Up until about 15 years ago, Irish whiskey that was 100% pot still was labelled "Pure Pot Still" and that makes sense as "100%" generally means pure.

"Pot Still whiskey" in Ireland means whiskey made in a pot still (obviously) but also must be from a mix of malted and unmalted barley. There are a couple of other requirements and allowances but they're the two main rules.

About 15 years ago US regulators (not sure which body but maybe the FDA) decided that the word "pure" cannot be used to describe a spirit on a label, or at least an Irish whiskey label.

Since then Irish pure pot still whiskeys are labelled as "Single Pot Still", even in Ireland. This is meaningless as very few, vanishingly few, are from a single pot. The "Single" refers to the distillery. A Single distillery. This is allowed.

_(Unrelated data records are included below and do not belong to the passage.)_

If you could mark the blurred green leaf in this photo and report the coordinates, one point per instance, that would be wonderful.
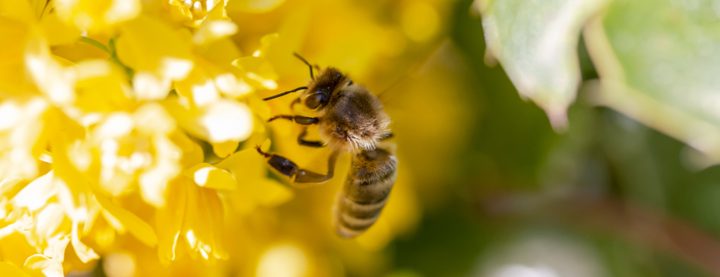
(536, 42)
(659, 62)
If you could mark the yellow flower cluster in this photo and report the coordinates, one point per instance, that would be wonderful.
(127, 128)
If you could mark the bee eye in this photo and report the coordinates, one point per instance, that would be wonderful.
(316, 100)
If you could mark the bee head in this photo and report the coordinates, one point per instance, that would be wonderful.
(322, 88)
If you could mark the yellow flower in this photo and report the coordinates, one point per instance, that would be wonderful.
(91, 15)
(128, 127)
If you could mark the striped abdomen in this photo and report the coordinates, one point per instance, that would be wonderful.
(365, 192)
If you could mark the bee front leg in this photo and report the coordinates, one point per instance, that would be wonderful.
(309, 143)
(297, 174)
(299, 119)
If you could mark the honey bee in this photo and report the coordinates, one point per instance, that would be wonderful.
(349, 119)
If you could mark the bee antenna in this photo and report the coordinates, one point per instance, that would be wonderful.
(312, 75)
(283, 93)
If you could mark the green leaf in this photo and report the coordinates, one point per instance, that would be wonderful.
(536, 42)
(659, 62)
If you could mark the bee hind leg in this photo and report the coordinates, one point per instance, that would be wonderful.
(298, 175)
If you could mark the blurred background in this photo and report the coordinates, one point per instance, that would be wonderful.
(487, 187)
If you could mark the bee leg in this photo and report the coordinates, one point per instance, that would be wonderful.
(284, 93)
(309, 143)
(302, 120)
(293, 103)
(387, 136)
(297, 174)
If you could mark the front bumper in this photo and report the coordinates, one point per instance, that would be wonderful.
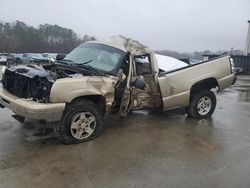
(31, 109)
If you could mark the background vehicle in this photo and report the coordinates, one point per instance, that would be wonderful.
(114, 77)
(50, 56)
(33, 57)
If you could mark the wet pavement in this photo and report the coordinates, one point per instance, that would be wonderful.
(146, 149)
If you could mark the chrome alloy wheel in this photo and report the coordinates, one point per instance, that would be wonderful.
(83, 125)
(204, 105)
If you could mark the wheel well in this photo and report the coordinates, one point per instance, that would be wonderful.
(99, 100)
(205, 84)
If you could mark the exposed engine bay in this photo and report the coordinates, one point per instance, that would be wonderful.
(34, 82)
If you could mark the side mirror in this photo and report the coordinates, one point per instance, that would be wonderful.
(139, 83)
(60, 57)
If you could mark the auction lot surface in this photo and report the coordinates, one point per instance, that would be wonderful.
(144, 150)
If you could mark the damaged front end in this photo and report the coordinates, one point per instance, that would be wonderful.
(31, 82)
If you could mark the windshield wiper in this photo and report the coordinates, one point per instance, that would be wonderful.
(87, 61)
(85, 66)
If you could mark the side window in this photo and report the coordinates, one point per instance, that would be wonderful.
(143, 65)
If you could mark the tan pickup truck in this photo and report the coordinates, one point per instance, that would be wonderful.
(112, 77)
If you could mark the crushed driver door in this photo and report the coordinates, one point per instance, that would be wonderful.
(126, 97)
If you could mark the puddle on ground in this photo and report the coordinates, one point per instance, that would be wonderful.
(244, 95)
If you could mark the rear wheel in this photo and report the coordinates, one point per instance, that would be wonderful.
(81, 122)
(202, 104)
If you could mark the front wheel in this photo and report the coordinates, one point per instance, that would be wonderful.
(202, 104)
(81, 122)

Similar to Scottish Single Malt whiskies. Most people still believe the "Single" refers to some notion that they are unblended. Almost all Scottish Single Malt whiskies are blended. Go to any Scottish distillery and they'll show you the 10-20 whiskies that go into their Single Malts. The "Single" in "Single Malt" refers to the fact that all the whiskies in that blend come from the same (a single) distillery.

Back to rums. It seems that no single body has taken up the cause of a legal definition of what a rum can be, eg. the vast majority of rums don't mention the "dosage" on the labels. And the majority do it, i.e. add sugar. Maybe there is a particular skill to adding 20g - 40g of sugar per litre of rum but if so, state it on the label.

Those people taking the case against Diageo/Zacapa might strengthen their case if they put the "40% Vol" stated on the label to the test and see if they can get a ruling on whether Zacapa Solera 23 should even be called "rum".

I like rum, aged rum, very much. And I would like it to be taken more seriously by producers and distributors of other aged spirits (whisky/ey, cognac etc.) but until some regulations come in regarding additives and label statements, rum (including aged rum) will continue to be seen as a "party drink" or cocktail ingredient.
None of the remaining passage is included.